Elon Musk tried to block Sam Altman’s big AI deal in the Middle East but Trump approved it anyway – WSJ
While OpenAI led a group of US tech giants who won a deal last week to build one of the world’s largest AI data centers in Abu Dhabi, behind the scenes Elon Musk worked hard to try to derail the deal if it didn’t include his own AI startup, people familiar with the matter have told the Wall Street Journal.
According to some of the people, “on a call with officials at UAE AI firm G42, Musk warned those assembled that their plan had no chance of Trump signing off on it unless Musk’s company xAI was included in the deal”, writes the WSJ.

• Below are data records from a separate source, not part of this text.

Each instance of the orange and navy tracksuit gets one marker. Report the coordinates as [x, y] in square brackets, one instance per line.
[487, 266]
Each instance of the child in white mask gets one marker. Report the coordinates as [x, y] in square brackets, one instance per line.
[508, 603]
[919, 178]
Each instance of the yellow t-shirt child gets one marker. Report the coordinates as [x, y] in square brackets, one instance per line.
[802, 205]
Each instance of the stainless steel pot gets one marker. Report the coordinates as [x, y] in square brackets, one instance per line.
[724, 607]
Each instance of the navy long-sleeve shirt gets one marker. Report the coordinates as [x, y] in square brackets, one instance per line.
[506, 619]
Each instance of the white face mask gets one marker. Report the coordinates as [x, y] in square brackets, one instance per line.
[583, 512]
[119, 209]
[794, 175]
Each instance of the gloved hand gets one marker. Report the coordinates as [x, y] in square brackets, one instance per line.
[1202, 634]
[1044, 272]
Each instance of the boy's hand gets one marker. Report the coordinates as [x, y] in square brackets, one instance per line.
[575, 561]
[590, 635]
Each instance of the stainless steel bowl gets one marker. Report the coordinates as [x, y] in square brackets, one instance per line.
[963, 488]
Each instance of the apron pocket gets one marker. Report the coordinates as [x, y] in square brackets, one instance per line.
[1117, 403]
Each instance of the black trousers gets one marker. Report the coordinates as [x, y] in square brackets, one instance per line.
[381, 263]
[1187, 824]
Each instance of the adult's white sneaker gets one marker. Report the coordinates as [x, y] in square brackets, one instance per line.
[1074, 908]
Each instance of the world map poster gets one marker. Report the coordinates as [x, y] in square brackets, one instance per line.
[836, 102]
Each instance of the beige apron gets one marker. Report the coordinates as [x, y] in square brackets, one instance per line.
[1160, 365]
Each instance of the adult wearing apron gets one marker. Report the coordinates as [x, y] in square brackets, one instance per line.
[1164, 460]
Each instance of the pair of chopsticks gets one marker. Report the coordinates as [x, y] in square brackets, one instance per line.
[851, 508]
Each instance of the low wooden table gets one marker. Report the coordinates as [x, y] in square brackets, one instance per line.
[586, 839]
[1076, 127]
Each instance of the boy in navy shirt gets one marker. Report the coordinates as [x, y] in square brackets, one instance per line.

The report goes on: “Musk had learned just before Trump’s mid-May tour of three Gulf countries that OpenAI chief executive Sam Altman was going to be on the trip and that a deal in the UAE was in the works, and grew angry about it, according to White House officials. He then said he would also join the trip, and appeared alongside Trump in Saudi Arabia.
“After Musk’s complaints, Trump and US officials reviewed the deal terms and decided to move forward. The White House officials said Musk didn’t want a deal that seemed to benefit Altman. Aides discussed how to best calm Musk down, one of the officials said, because Trump and David Sacks, the president’s AI and crypto adviser, wanted to announce the deal before the end of the president’s trip to the Middle East.”
Federal judge bars Trump administration from killing New York congestion pricing program
A federal judge has blocked the US transportation department from withholding federal funding from New York as the Trump administration seeks to kill Manhattan’s congestion pricing program.
The US district judge Lewis Liman, who a day earlier issued a temporary restraining order, issued a preliminary injunction preventing the federal government from withholding approval of or funding for New York projects.
Liman said in his 109-page opinion that the transportation department had “challenged Plaintiffs to a game of chicken”, saying New York could either kill the program or “else may brace for impact and prepare to suffer the effects” of government compliance measures.